For over five millennia, Akko served as a major urban and maritime center located on the Mediterranean’s Levantine coast.
The tell, located east of the modern city of Akko, was inhabited from the Early Bronze Age into the Hellenistic period. By the middle of the Hellenistic period, however, settlement had shifted from the mound towards the natural Bay of Akko, under what is now the UNESCO World Heritage site of Old Acre and the adjacent modern city.
Renewed excavations on Tel Akko commenced in 2010 under the co-direction of Ann E. Killebrew and Michal Artzy and include the Claremont Colleges as part of the consortium.
The current project incorporates an integrated, ‘total archaeology’ approach to the region’s heritage past and present. Our goals at Tel Akko, today a municipal park, include:
1. An intensive survey of the mound and the documentation of previously unpublished excavations conducted by Mosche Dothan.
2. The investigation of Bronze and Iron Age Akko and its role as the major Canaanite and Phoenician urban center in the Plain of Akko.
3. The development of Akko/Ptolemais and the impact of empire during the late Iron (Assyrian), Persian, and Hellenistic periods.
4. The development of new documentation technologies.
5. A state-of-the-art field school that incorporates excavation, survey, GIS, on-site conservation, underwater archaeology, and community outreach.
As one of the few safe anchorages along the southern Levantine coast, Akko has served throughout much of its history as a maritime center and major cross-roads between east and west.

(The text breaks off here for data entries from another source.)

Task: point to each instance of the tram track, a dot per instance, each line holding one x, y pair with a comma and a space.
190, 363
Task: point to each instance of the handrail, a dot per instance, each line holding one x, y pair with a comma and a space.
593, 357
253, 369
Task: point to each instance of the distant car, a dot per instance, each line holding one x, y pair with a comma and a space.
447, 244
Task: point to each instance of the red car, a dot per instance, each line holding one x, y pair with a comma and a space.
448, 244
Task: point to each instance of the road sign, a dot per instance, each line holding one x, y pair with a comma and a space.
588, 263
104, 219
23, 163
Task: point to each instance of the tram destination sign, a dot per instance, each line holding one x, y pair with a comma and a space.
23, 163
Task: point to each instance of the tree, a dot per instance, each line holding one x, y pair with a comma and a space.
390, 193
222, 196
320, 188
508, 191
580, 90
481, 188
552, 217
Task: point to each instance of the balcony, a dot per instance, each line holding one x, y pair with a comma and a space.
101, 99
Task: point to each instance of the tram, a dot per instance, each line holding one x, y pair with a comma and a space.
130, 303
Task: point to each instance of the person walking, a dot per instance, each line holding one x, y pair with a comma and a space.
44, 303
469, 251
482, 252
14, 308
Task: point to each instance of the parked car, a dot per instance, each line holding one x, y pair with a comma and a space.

The earliest inhabitants of Akko settled on a low kurkar hill overlooking the fertile Akko plain, just north of the historic Belus (or modern Na‘aman) River.
Today the 22-hectare tell is a municipal park, situated to the east of the UNESCO World Heritage site of Crusader and Ottoman-period Acre.
From the excavation site to the lab, at Akko traditional archaeology meets cutting-edge technology.
The Akko excavation makes extensive use of daily site photography and remote sensing to create photo-realistic, spatially accurate 3D models that help archaeologists document minor site changes over time.